Personal information
- Nickname: The Acrobat
- Born: 3 March 1990 (age 36) Valence, France
- Height: 1.70 m (5 ft 7 in)
- Weight: 67 kg (148 lb)
- Website: www.squashclubvalence.free.fr

Sport
- Country: France
- Turned pro: 2009
- Retired: Active
- Racquet used: Tecnifibre Carboflex X-Speed 130

Men's singles
- Highest ranking: No. 11 (March 2022)
- Current ranking: No. 18 (14 July 2025)
- Title: 9
- Tour final: 11
- World Open: Rnd 3

Medal record
Men's squash
Representing France
The World Games
| Silver medal – second place | 2017 Wroclaw | Singles |
| Silver medal – second place | 2022 Birmingham | Singles |
World Team Championships
| Bronze medal – third place | 2013 Mulhouse | Team |
| Bronze medal – third place | 2019 Washington D.C. | Team |
| Bronze medal – third place | 2023 Tauranga | Team |
| Bronze medal – third place | 2024 Hong Kong | Team |
European Team Championships
| Silver medal – second place | 2022 Eindhoven | Team |
| Silver medal – second place | 2023 Helsinki | Team |
| Silver medal – second place | 2024 Uster | Team |
| Silver medal – second place | 2025 Wrocław | Team |
| Bronze medal – third place | 2026 Amsterdam | Team |

= Grégoire Marche =

French squash player

Grégoire Marche (born 3 March 1990) is a professional squash player who represents France. He reached a career-high world ranking of World No. 11 in March 2022.

== Career ==
Marche won the silver medal at the 2017 World Games in the Squash competition. He also won the silver medal in this event at the 2022 World Games.

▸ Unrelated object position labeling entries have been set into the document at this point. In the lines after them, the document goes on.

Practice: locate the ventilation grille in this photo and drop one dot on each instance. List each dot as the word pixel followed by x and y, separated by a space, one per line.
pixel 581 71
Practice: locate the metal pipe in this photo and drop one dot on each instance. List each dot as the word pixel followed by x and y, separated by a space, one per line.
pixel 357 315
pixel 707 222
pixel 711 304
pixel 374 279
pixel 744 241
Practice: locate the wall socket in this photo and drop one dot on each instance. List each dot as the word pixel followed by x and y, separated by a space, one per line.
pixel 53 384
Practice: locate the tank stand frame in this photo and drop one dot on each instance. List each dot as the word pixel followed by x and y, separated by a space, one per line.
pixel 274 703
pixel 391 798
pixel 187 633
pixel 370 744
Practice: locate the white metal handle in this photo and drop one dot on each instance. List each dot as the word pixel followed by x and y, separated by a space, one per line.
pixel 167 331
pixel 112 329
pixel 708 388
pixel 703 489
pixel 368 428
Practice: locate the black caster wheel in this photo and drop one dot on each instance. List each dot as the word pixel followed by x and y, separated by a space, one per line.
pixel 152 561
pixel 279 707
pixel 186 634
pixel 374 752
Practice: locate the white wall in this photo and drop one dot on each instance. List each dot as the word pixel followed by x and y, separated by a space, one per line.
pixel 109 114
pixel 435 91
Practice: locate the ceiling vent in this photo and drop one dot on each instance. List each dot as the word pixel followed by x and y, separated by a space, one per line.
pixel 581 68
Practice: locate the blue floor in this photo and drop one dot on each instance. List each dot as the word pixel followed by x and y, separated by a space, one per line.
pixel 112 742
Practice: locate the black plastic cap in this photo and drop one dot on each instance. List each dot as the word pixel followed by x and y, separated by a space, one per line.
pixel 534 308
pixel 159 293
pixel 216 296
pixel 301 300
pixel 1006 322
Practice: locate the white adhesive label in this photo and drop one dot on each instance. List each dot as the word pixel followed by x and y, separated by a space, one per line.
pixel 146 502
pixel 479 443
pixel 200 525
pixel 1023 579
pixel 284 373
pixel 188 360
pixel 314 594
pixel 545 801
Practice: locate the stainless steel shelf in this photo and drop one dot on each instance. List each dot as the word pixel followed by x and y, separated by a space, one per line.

In December 2023, Marche won a bronze medal with France, at the 2023 Men's World Team Squash Championships in New Zealand.

After losing to fellow Frenchman Lucas Serme at the 2024 PSA Men's World Squash Championship in May, he won another bronze medal with France, at the 2024 Men's World Team Squash Championships in Hong Kong.

In May 2026 he won a bronze medal at the 2026 European Team Championships in Amsterdam.